In between working and raising her two children Beth is always working on a project. She describes herself as driven and, with the added bonus of a supportive partner, has managed to put together two solo exhibitions. Breadtag World (2012) was a sculpture using 12,000 melted breadtags – yes, the little plastic things that hold bread bags closed! Finding them beautiful and also being mindful of waste, Beth decided to turn them into art, clipping them together and melting them down. She confirms 'the fumes were pretty intense!'
Her second exhibition was a website and giant installation of around 1,000 photographs, entitled Home. A part of the exhibition was a series of photos of homing pigeons Beth discovered in her local neighbourhood in the Inner West of Sydney while out walking. A man who observed Beth taking photos told her the pigeons were his and invited her to come and 'check them out'. She accepted and, true to his word, the man had the pigeons fly in formation and Beth got some beautiful shots.
Following the birth of her second child and in partnership with her husband, Beth crowdfunded and self-published the book, You’re Doing Great, Baby. She describes the book as 'For parents of young babies that don’t mind what’s being read to them, but you need to read to them because you need to be a perfect parent! It’s actually a book for the parents to remind them that they’re doing a really great job when they might think that they’re not.' The original print run is nearly sold out.

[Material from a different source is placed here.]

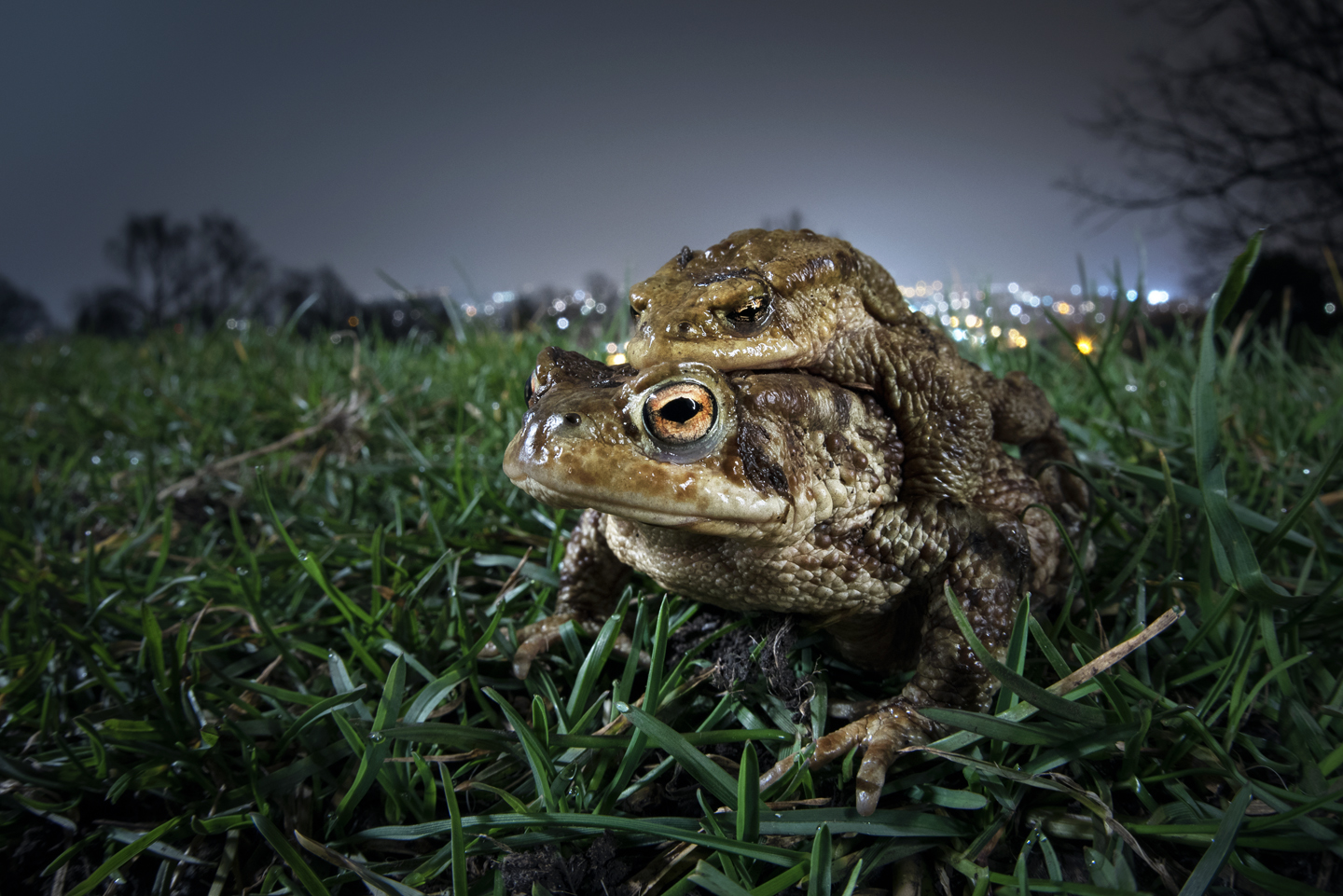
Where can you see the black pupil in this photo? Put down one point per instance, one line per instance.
(680, 410)
(750, 311)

When I mention to Beth there seems a clear recurring theme of home and family in her work she agrees. She admits a lot of her feelings around home and community stem from moving from her native New Zealand to Australia at the age of eight. Within her own neighbourhood she has worked on a verge garden project and community library. 'It’s kind of become my mission to make sure that my children feel very embedded in their community', she says.
For the NFSA Beth has worked with the sound collection as an Audience Development Officer, written blogs and used social media to promote the collection and recently has been creating online exhibitions and curated collections, a job that seems perfect for her given her penchant for 'putting things together'. She loves her job and feels very privileged to work with the NFSA’s vast collection.
Ticket to Sydney from 1971 is a 10-minute observational documentary with no dialogue or narration of the morning traffic build-up in Sydney as workers get about by train, ferry, bus and car. It comes from the Film Australia Collection which Beth describes as 'the gift that keeps on giving'.